Deze conclusie trekken het PBL (Planbureau voor de Leefomgeving) en CBS in een vandaag verschenen rapport: ‘Arbeidsmarkt zonder grenzen’. Ze onderzochten hoeveel en welke werknemers in het buurland werken. Ook is onderzocht hoe de arbeidsmarkten in de grensregio’s eruit zullen zien als er geen landsgrens is.
Slechts weinig werknemers kiezen voor baan over de grens
In 2012 pendelden ruim 97 duizend werknemers regelmatig tussen Nederland en Duitsland of België en omgekeerd. Uitgaande van het aantal inwoners en banen dat zich binnen een acceptabele woon-werkreistijd van de grens bevindt, is dat 5 procent van wat er mogelijk is. Bovendien gaat het bij ruim de helft van deze pendelaars om Nederlanders, Belgen of Duitsers die aan de andere kant van de grens zijn gaan wonen, maar hun baan in het land van oorsprong hebben. Zij hebben niet gekozen voor een baan over de grens, maar besloten in het buurland te gaan wonen vanwege de aantrekkelijke woningmarkt, het gunstige belastingklimaat of om persoonlijke redenen.

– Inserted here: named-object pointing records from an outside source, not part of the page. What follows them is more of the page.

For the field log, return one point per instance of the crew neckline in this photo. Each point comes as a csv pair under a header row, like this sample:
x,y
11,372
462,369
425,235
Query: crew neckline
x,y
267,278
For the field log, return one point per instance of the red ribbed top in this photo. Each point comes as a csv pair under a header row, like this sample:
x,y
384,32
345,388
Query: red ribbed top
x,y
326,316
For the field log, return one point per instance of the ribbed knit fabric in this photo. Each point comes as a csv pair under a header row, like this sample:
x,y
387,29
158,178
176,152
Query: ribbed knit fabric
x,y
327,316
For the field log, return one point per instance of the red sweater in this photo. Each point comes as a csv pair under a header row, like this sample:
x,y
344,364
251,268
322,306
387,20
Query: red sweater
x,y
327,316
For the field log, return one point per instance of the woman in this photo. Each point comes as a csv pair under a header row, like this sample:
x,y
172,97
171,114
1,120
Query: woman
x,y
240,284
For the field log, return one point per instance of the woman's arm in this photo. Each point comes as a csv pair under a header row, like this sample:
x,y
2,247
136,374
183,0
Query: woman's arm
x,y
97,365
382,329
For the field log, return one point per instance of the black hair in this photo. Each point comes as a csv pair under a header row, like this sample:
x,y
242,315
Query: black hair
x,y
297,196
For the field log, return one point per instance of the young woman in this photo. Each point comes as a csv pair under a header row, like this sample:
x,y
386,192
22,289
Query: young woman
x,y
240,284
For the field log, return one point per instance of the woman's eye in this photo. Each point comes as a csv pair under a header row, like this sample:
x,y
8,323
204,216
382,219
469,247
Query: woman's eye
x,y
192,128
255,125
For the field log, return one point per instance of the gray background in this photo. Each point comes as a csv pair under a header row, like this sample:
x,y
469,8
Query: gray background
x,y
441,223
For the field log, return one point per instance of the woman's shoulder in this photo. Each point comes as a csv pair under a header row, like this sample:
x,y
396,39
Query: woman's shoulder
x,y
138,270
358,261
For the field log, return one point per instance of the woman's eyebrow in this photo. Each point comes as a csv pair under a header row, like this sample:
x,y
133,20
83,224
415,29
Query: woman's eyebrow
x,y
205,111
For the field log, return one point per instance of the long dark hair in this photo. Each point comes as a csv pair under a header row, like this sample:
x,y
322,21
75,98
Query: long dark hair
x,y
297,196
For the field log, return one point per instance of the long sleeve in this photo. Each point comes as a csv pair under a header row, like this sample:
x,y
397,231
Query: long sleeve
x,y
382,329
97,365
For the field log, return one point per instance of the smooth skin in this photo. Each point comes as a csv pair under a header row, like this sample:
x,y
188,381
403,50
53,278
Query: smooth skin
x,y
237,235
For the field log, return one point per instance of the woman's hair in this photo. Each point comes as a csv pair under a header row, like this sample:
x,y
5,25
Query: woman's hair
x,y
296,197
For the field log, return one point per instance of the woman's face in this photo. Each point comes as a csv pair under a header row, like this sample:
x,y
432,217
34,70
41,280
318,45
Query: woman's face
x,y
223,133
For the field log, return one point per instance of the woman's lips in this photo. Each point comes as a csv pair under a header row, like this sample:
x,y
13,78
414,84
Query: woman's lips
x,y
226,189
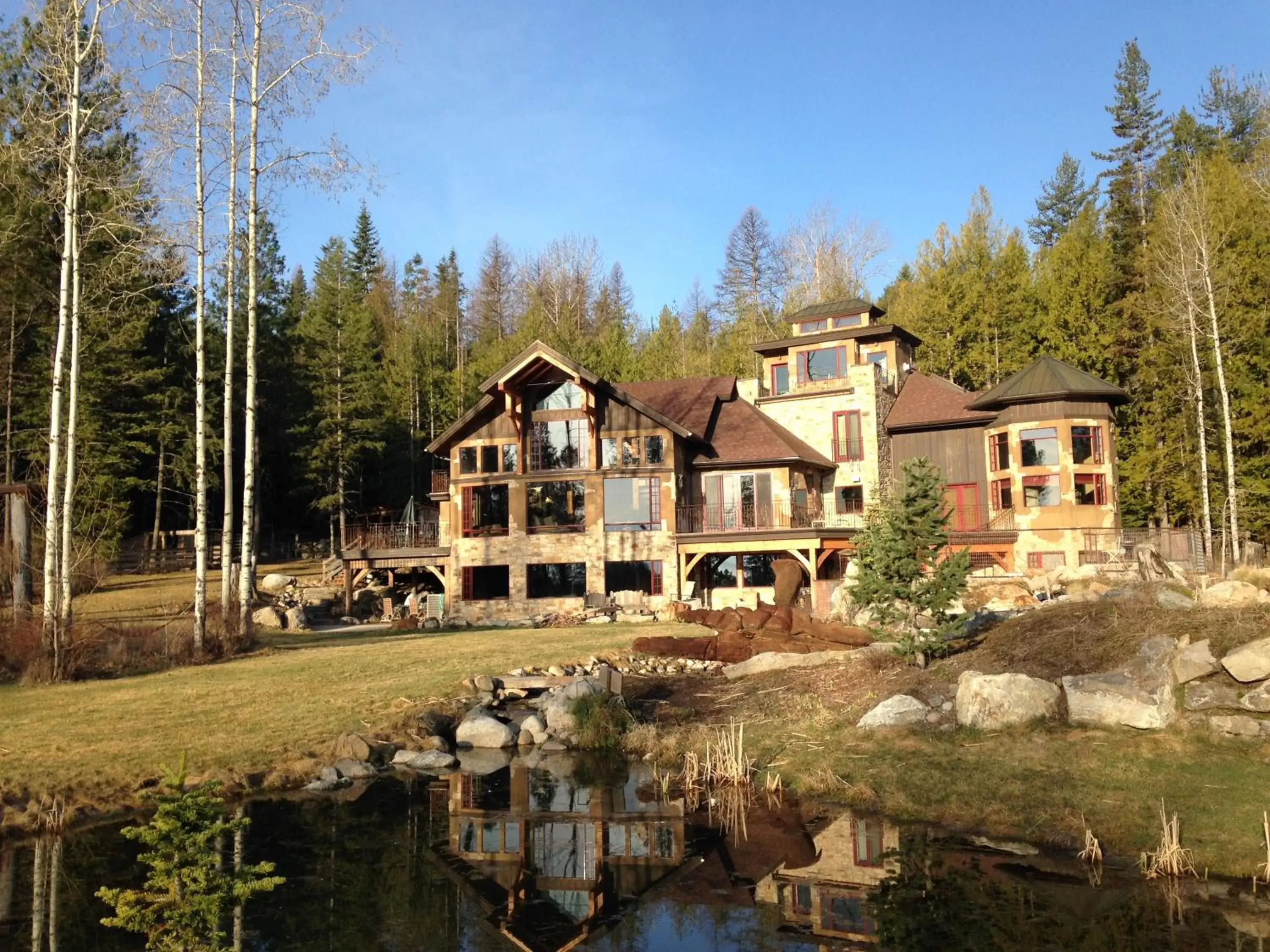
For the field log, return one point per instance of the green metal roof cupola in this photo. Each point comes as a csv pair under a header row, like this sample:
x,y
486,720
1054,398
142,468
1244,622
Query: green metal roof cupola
x,y
1048,379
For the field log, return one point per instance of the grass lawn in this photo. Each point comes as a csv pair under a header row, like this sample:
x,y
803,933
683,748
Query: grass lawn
x,y
96,740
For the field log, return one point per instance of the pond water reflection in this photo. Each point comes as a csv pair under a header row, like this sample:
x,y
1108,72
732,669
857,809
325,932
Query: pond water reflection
x,y
576,852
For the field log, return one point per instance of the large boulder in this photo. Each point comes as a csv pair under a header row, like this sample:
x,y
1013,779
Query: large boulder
x,y
480,730
267,617
996,701
276,583
896,711
1193,662
1140,695
1231,593
1207,696
1249,663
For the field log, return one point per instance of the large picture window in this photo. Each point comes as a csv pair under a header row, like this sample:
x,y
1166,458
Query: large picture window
x,y
634,577
555,507
484,511
557,581
1041,446
482,582
1041,490
826,363
757,569
1091,489
633,504
1086,445
566,395
559,445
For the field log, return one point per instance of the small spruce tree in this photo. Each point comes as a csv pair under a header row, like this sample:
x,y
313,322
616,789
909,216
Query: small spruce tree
x,y
906,567
187,895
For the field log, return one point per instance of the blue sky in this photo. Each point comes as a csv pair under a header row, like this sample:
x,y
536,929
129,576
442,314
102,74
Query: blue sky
x,y
652,126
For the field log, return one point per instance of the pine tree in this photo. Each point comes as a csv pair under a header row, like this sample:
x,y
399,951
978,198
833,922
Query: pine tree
x,y
1060,202
338,353
906,568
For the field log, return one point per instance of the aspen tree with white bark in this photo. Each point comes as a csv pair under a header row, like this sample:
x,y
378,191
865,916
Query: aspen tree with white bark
x,y
290,64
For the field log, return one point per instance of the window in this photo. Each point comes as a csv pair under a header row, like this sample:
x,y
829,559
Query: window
x,y
826,363
484,511
722,572
780,379
848,440
489,459
845,914
630,451
555,396
757,570
1002,495
559,445
555,507
634,577
803,898
1091,489
1086,445
999,451
557,581
1041,446
1041,490
653,451
867,838
483,582
633,504
851,499
1046,560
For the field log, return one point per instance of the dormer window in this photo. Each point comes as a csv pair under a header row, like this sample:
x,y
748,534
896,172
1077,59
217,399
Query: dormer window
x,y
557,396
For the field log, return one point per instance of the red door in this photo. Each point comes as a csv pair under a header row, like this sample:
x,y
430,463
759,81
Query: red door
x,y
963,498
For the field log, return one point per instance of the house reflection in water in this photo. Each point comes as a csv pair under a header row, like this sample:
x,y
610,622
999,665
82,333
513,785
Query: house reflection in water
x,y
828,898
550,855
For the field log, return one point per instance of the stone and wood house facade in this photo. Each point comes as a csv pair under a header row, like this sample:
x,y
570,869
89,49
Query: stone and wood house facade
x,y
562,484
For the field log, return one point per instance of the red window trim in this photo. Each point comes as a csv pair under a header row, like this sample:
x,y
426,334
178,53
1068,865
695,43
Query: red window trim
x,y
995,441
850,454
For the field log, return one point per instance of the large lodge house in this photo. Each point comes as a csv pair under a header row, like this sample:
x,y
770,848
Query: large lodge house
x,y
563,484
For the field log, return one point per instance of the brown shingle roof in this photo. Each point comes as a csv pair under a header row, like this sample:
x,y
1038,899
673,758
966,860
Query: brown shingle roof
x,y
933,402
745,435
689,402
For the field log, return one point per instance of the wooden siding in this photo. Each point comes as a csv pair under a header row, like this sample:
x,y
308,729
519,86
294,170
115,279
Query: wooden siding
x,y
1055,410
959,452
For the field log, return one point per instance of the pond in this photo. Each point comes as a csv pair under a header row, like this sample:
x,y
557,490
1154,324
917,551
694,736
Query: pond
x,y
580,852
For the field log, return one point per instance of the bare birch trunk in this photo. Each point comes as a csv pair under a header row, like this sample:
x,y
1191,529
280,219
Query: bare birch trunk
x,y
200,352
228,612
52,487
253,211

In plaats van grenspendelen kunnen werknemers die een baan vinden in het buurland daar ook gaan wonen. Maar ook deze groep is klein: 35 duizend personen in 2012.
Duitsers werken 2,5 keer vaker in de Nederlandse grensstreek dan andersom
De grensbarrière is niet voor iedereen even groot. Duitsers werken 2,5 keer vaker in de grensstreek van Nederland, dan omgekeerd. Dat is opmerkelijk want de mogelijkheden voor grenspendel zijn zelfs iets groter voor Nederlanders in Duitsland dan andersom. Het verschil in taal en cultuur kan dit niet verklaren: die kloof is even groot voor de Duitsers als de Nederlanders.
Belgen werken ongeveer even vaak in de Nederlandse grensstreek als Nederlanders in België.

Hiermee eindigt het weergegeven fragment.